La « génération smartphone » serait plus sujette à des problèmes de santé mentale
Pour Jean Twenge, enseignante en psychologie à l’Université américaine de San Diego, le cocktail smartphone/réseaux sociaux façonne les ados d’aujourd’hui: la « iGen » est une génération plus casanière, moins mature et plus sujette aux problèmes de santé mentale.
Mme Twenge est l’auteure d’« iGen », un livre dont le titre en français est « Génération Internet : Comment les écrans rendent nos enfants immatures et déprimés ».
Q :
Qu’est-ce que la génération « iGen » ?
R : C’est la première génération qui aura vécu son adolescence entière à l’ère du smartphone et cela a beaucoup de conséquences sur la vie des ados.
Ils occupent leur temps libre de façon fondamentalement différente des générations précédentes. Ils passent beaucoup plus de temps sur internet, sur les réseaux sociaux, à jouer à des jeux, regarder des vidéos, et consacrent beaucoup moins de temps à des activités hors écran, comme lire, dormir ou voir leurs amis. Ils grandissent plus lentement : à 18 ans, ils sont moins susceptibles d’avoir leur permis de conduire, un petit boulot, des rendez-vous amoureux…

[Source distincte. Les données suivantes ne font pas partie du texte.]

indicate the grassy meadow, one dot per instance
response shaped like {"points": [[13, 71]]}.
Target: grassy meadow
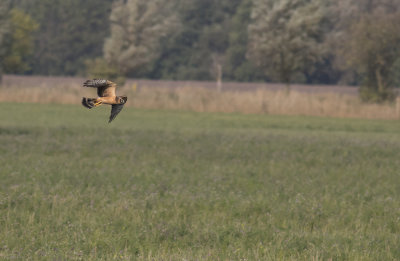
{"points": [[175, 185]]}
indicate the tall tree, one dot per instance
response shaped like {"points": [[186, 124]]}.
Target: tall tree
{"points": [[137, 28], [70, 32], [20, 42], [5, 32], [374, 51], [344, 14], [286, 36]]}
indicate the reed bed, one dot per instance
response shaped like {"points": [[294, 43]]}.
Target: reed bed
{"points": [[199, 99]]}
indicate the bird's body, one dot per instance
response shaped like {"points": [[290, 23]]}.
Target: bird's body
{"points": [[106, 95]]}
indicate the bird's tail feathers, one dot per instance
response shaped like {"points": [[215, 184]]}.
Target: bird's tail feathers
{"points": [[88, 102], [95, 83]]}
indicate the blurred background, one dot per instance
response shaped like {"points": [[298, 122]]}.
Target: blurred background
{"points": [[289, 42]]}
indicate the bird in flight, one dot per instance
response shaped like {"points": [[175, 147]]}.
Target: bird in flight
{"points": [[106, 93]]}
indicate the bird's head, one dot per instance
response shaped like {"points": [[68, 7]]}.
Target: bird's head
{"points": [[122, 99]]}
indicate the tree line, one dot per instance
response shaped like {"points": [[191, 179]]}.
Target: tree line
{"points": [[290, 41]]}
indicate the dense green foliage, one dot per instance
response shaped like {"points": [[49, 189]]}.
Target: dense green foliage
{"points": [[306, 41], [195, 186]]}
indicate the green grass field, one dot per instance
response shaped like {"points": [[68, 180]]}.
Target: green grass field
{"points": [[157, 185]]}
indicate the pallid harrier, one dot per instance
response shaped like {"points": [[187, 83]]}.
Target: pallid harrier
{"points": [[106, 93]]}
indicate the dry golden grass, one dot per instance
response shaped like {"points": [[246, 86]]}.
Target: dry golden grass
{"points": [[208, 100]]}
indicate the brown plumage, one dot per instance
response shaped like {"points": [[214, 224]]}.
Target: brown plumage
{"points": [[106, 95]]}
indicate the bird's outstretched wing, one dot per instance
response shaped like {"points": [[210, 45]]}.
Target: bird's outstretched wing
{"points": [[105, 88], [115, 109]]}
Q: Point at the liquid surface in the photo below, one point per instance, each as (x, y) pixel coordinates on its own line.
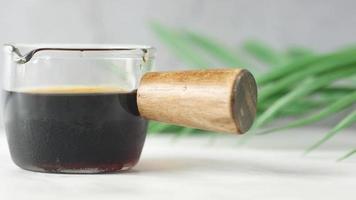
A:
(74, 129)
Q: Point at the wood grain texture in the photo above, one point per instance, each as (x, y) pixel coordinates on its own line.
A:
(222, 100)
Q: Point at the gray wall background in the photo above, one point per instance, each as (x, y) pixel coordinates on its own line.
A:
(320, 24)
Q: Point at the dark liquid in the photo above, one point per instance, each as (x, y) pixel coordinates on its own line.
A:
(75, 130)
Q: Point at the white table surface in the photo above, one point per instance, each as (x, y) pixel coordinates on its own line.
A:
(269, 167)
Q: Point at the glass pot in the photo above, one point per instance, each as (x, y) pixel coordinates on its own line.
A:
(72, 108)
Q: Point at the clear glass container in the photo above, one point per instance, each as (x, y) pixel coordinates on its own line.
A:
(72, 108)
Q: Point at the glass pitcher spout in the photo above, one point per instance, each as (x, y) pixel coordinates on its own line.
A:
(24, 53)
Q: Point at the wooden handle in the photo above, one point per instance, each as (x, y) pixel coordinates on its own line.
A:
(222, 100)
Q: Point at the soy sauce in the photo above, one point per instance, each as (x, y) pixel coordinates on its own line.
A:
(74, 130)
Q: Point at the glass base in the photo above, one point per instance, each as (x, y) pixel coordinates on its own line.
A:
(80, 169)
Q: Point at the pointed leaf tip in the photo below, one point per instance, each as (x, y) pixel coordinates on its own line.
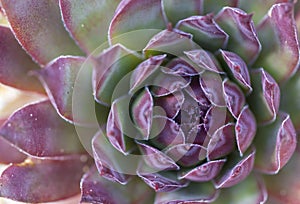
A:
(238, 173)
(242, 34)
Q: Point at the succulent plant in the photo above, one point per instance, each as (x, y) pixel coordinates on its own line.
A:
(150, 101)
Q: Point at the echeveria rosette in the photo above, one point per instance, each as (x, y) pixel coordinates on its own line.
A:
(196, 101)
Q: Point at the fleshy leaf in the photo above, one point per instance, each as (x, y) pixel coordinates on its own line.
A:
(171, 104)
(221, 143)
(36, 181)
(37, 25)
(241, 31)
(234, 97)
(10, 154)
(170, 42)
(142, 112)
(156, 159)
(245, 129)
(187, 154)
(258, 7)
(119, 124)
(197, 93)
(278, 34)
(211, 7)
(276, 144)
(204, 60)
(205, 172)
(95, 189)
(161, 183)
(15, 64)
(181, 67)
(290, 93)
(37, 130)
(215, 118)
(142, 73)
(176, 9)
(194, 193)
(238, 69)
(112, 65)
(165, 84)
(211, 84)
(112, 164)
(58, 78)
(198, 135)
(166, 132)
(205, 31)
(265, 98)
(88, 28)
(237, 173)
(128, 20)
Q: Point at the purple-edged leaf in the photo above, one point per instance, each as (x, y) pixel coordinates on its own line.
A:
(195, 193)
(284, 187)
(171, 104)
(276, 144)
(166, 132)
(190, 114)
(36, 181)
(211, 84)
(37, 25)
(170, 42)
(88, 28)
(221, 143)
(197, 93)
(245, 129)
(278, 34)
(39, 131)
(242, 34)
(237, 173)
(205, 31)
(58, 78)
(112, 65)
(181, 67)
(211, 7)
(15, 64)
(290, 94)
(119, 124)
(140, 75)
(10, 154)
(205, 172)
(161, 183)
(112, 164)
(128, 19)
(198, 135)
(165, 84)
(95, 189)
(156, 159)
(187, 154)
(176, 9)
(234, 97)
(265, 98)
(215, 118)
(204, 60)
(238, 69)
(142, 112)
(259, 7)
(251, 190)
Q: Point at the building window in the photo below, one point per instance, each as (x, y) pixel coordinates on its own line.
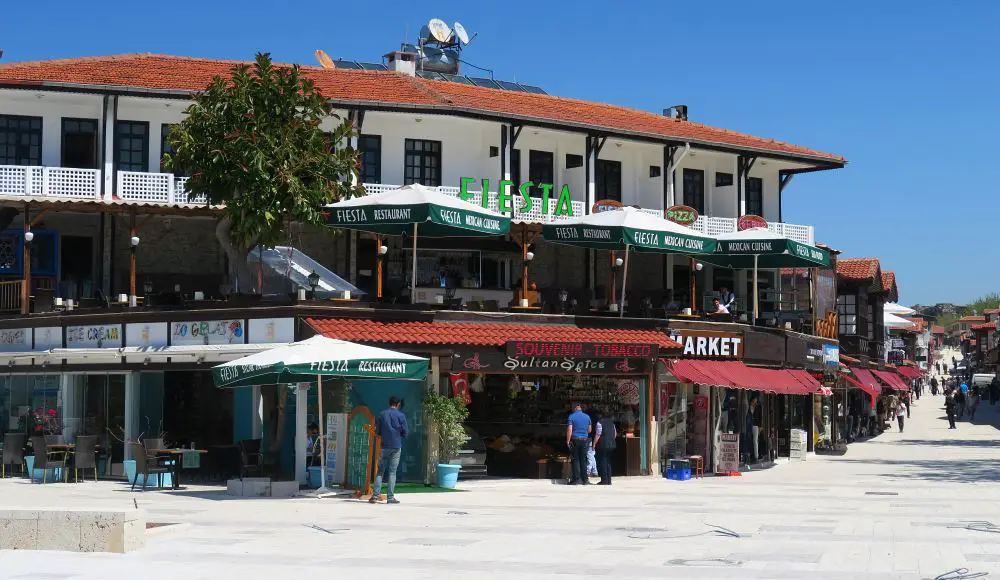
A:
(694, 189)
(79, 143)
(847, 314)
(541, 169)
(755, 196)
(370, 150)
(609, 179)
(423, 162)
(20, 140)
(132, 145)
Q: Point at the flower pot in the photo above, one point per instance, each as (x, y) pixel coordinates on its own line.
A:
(447, 475)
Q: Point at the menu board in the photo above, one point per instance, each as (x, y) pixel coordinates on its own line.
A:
(360, 432)
(729, 453)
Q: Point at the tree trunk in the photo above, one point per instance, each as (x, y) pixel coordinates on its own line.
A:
(239, 271)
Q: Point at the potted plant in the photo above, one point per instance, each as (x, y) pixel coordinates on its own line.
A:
(447, 415)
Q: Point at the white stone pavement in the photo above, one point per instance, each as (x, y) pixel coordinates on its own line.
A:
(826, 518)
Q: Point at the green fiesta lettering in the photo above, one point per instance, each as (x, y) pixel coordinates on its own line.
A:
(505, 200)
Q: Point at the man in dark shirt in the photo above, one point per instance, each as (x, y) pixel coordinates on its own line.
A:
(390, 425)
(578, 441)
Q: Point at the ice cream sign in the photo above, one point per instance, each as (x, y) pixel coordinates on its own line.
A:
(516, 198)
(207, 332)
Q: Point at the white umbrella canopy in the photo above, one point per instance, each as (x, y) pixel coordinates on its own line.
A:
(893, 308)
(893, 321)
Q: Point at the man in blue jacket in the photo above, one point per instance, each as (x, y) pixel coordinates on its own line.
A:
(390, 425)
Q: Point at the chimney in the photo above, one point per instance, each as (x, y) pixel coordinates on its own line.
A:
(404, 62)
(678, 112)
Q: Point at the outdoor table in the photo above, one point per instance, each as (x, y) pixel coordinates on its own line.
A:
(178, 457)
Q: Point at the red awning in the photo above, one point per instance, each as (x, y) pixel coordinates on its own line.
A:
(873, 391)
(736, 375)
(893, 380)
(865, 378)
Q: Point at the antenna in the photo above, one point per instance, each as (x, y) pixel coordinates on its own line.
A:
(460, 33)
(324, 59)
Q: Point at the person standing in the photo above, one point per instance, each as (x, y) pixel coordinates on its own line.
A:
(578, 428)
(390, 425)
(949, 407)
(604, 445)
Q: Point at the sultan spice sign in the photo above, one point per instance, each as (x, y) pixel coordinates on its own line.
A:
(709, 343)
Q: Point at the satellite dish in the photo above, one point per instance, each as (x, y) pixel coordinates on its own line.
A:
(324, 59)
(439, 30)
(460, 32)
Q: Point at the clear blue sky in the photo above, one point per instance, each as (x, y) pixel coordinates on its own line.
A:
(907, 91)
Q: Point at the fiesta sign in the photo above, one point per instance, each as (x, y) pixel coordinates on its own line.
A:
(505, 200)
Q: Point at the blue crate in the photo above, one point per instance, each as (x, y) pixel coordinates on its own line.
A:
(679, 474)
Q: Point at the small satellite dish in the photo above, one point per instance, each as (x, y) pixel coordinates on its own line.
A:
(460, 32)
(439, 30)
(324, 59)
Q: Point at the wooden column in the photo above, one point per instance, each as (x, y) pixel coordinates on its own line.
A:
(26, 261)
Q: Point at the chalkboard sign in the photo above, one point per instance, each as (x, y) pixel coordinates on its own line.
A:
(360, 445)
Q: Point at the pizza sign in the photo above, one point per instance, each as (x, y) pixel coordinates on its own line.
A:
(749, 222)
(681, 214)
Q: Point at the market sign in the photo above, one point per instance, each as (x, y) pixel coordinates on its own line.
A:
(708, 343)
(495, 361)
(750, 221)
(554, 349)
(505, 200)
(681, 214)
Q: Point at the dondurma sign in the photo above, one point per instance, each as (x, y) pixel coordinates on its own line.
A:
(505, 199)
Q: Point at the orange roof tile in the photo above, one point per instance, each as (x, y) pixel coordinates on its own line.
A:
(478, 334)
(858, 268)
(357, 87)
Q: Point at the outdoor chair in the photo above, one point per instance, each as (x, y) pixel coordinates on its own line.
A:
(146, 465)
(85, 456)
(251, 457)
(46, 459)
(13, 452)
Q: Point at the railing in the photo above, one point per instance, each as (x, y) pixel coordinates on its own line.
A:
(60, 182)
(10, 296)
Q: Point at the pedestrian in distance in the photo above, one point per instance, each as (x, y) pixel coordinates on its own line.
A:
(391, 426)
(604, 445)
(578, 428)
(949, 407)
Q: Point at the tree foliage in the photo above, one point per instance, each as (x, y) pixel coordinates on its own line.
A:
(254, 142)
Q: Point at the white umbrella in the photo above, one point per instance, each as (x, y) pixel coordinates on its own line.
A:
(893, 321)
(893, 308)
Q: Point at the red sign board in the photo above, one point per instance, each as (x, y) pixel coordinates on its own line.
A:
(546, 349)
(606, 205)
(748, 222)
(681, 214)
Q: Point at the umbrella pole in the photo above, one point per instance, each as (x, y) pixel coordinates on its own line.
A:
(755, 293)
(621, 307)
(413, 277)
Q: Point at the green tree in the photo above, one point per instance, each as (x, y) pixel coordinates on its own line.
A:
(254, 143)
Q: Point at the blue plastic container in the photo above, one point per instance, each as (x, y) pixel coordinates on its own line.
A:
(448, 475)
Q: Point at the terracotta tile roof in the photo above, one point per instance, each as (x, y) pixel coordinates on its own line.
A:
(478, 334)
(345, 86)
(858, 268)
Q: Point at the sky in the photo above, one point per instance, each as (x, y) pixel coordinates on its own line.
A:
(906, 91)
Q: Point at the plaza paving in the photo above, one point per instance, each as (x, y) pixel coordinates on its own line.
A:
(897, 506)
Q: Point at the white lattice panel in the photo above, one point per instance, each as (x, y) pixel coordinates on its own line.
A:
(146, 187)
(72, 183)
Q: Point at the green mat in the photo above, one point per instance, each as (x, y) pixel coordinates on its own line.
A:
(420, 488)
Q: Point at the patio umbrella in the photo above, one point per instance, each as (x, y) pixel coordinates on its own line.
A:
(625, 229)
(761, 248)
(416, 210)
(315, 358)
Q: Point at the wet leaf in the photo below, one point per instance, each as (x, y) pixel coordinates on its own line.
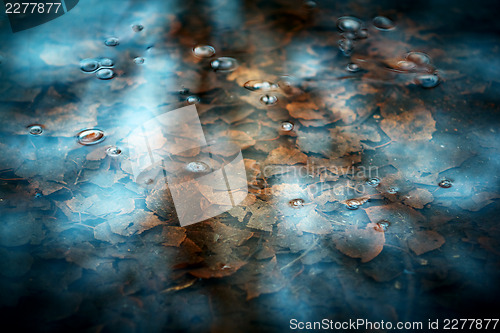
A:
(360, 243)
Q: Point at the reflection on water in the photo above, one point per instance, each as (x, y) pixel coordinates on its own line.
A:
(368, 134)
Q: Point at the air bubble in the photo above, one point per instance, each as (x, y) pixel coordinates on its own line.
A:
(383, 23)
(224, 64)
(197, 167)
(352, 67)
(137, 27)
(286, 126)
(427, 80)
(393, 190)
(89, 65)
(90, 137)
(105, 74)
(106, 62)
(296, 203)
(373, 181)
(349, 24)
(406, 65)
(113, 151)
(346, 46)
(139, 60)
(418, 58)
(35, 129)
(254, 85)
(269, 99)
(203, 51)
(353, 204)
(112, 41)
(382, 226)
(445, 183)
(193, 99)
(362, 34)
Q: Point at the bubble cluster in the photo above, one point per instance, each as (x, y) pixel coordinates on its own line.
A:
(139, 60)
(352, 67)
(296, 203)
(112, 41)
(224, 64)
(192, 99)
(383, 23)
(197, 167)
(382, 226)
(393, 190)
(351, 29)
(89, 65)
(373, 181)
(255, 85)
(35, 130)
(445, 183)
(101, 66)
(349, 24)
(137, 27)
(353, 204)
(269, 99)
(113, 151)
(105, 74)
(203, 51)
(90, 136)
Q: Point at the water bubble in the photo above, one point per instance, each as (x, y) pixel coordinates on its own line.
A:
(383, 23)
(418, 58)
(106, 62)
(382, 226)
(352, 67)
(373, 181)
(286, 126)
(406, 65)
(90, 136)
(362, 34)
(427, 80)
(349, 24)
(310, 4)
(445, 183)
(105, 74)
(393, 190)
(35, 129)
(269, 99)
(197, 167)
(137, 27)
(112, 41)
(203, 51)
(296, 203)
(224, 64)
(254, 85)
(89, 65)
(346, 46)
(192, 99)
(353, 204)
(139, 60)
(113, 151)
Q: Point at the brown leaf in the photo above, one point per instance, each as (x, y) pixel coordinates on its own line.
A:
(283, 155)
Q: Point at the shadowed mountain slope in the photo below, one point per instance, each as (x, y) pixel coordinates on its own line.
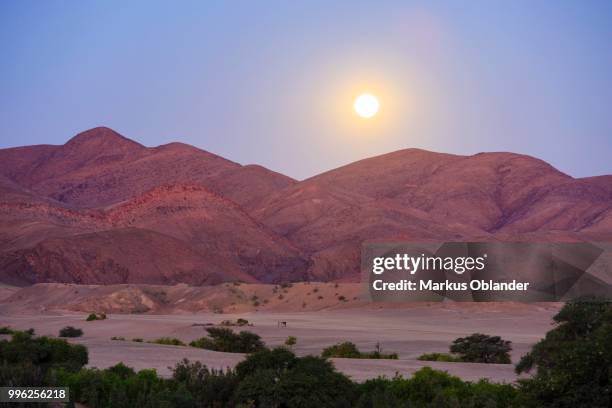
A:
(105, 209)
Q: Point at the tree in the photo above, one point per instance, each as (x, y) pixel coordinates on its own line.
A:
(342, 350)
(481, 348)
(573, 362)
(26, 360)
(70, 331)
(277, 378)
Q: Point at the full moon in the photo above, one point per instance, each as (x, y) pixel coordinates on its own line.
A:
(366, 105)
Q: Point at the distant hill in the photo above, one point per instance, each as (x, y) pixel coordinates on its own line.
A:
(104, 209)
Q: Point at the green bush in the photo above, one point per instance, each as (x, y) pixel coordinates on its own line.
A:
(432, 388)
(70, 331)
(350, 350)
(94, 316)
(26, 360)
(573, 363)
(169, 341)
(222, 339)
(277, 378)
(121, 387)
(481, 348)
(443, 357)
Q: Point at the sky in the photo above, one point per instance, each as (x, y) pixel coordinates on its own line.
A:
(273, 82)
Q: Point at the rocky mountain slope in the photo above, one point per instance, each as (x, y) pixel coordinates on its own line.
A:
(104, 209)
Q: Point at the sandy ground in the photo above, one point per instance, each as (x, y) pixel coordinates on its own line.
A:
(409, 331)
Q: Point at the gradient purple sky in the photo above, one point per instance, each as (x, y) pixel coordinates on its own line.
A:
(272, 82)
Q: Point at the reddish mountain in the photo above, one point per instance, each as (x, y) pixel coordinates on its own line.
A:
(105, 209)
(100, 167)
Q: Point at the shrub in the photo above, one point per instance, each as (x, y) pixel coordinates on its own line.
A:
(94, 316)
(277, 378)
(222, 339)
(27, 361)
(209, 388)
(432, 388)
(350, 350)
(573, 361)
(169, 341)
(342, 350)
(70, 331)
(239, 322)
(481, 348)
(121, 387)
(444, 357)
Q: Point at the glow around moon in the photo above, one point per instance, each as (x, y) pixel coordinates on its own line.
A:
(366, 105)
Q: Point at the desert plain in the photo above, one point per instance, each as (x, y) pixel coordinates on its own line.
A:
(407, 329)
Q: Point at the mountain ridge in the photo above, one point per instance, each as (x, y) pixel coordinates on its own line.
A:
(222, 221)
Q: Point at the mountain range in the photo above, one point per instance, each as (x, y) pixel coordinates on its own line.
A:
(103, 209)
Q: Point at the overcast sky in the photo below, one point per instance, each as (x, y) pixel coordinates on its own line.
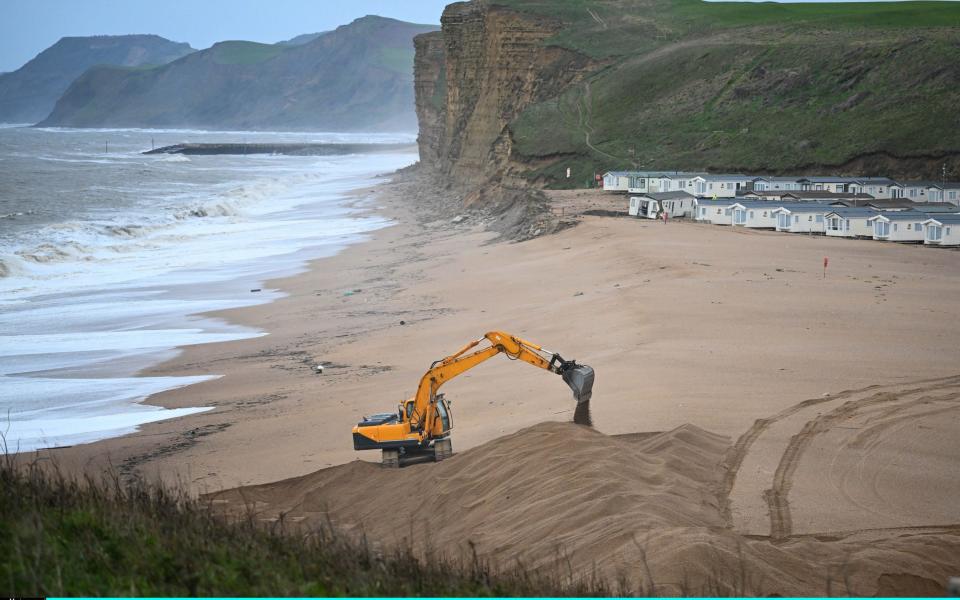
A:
(29, 26)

Cette tendance avait démarré avant, à la fin des années 90, avec les « Millennials », et la technologie n’explique pas tout, mais le smartphone semble avoir accéléré certaines tendances ces dernières années, probablement parce que comme les ados peuvent communiquer avec leurs amis tout en restant chez eux, ils ne ressentent pas la nécessité d’avoir un permis de conduire ou de sortir seuls.
Du coup, l’iGen est probablement la génération la plus en sécurité de l’Histoire et les ados aiment cette idée. Mais ils ont aussi l’impression de manquer quelque chose, et qu’être sur son téléphone en permanence n’est peut-être pas la meilleure façon de vivre. D’ailleurs, ils détestent, quand ils parlent à un ami, que celui-ci regarde sans cesse son téléphone.
Q :
Vous avez décortiqué des études sur le comportement et la santé de millions d’adolescents. Qu’avec vous observé ?
R : Quand on étudie les changements générationnels sur de longues périodes, on voit qu’ils mettent du temps à être visibles, une ou deux décennies par exemple. Mais à partir de 2011/2012, j’ai commencé à observer des changements plus soudains, comme de fortes hausses dans le nombre d’ados qui disaient se sentir seuls ou exclus, ou qui pensaient qu’ils ne pouvaient rien faire de bien, que leur vie ne servait à rien, autant de symptômes classiques de la dépression.
Les symptômes dépressifs ont grimpé de 60% en tout juste cinq ans, avec des taux d’automutilation – comme le fait de se couper – qui ont doublé voire triplé chez les filles, le suicide des ados a doublé en quelques années…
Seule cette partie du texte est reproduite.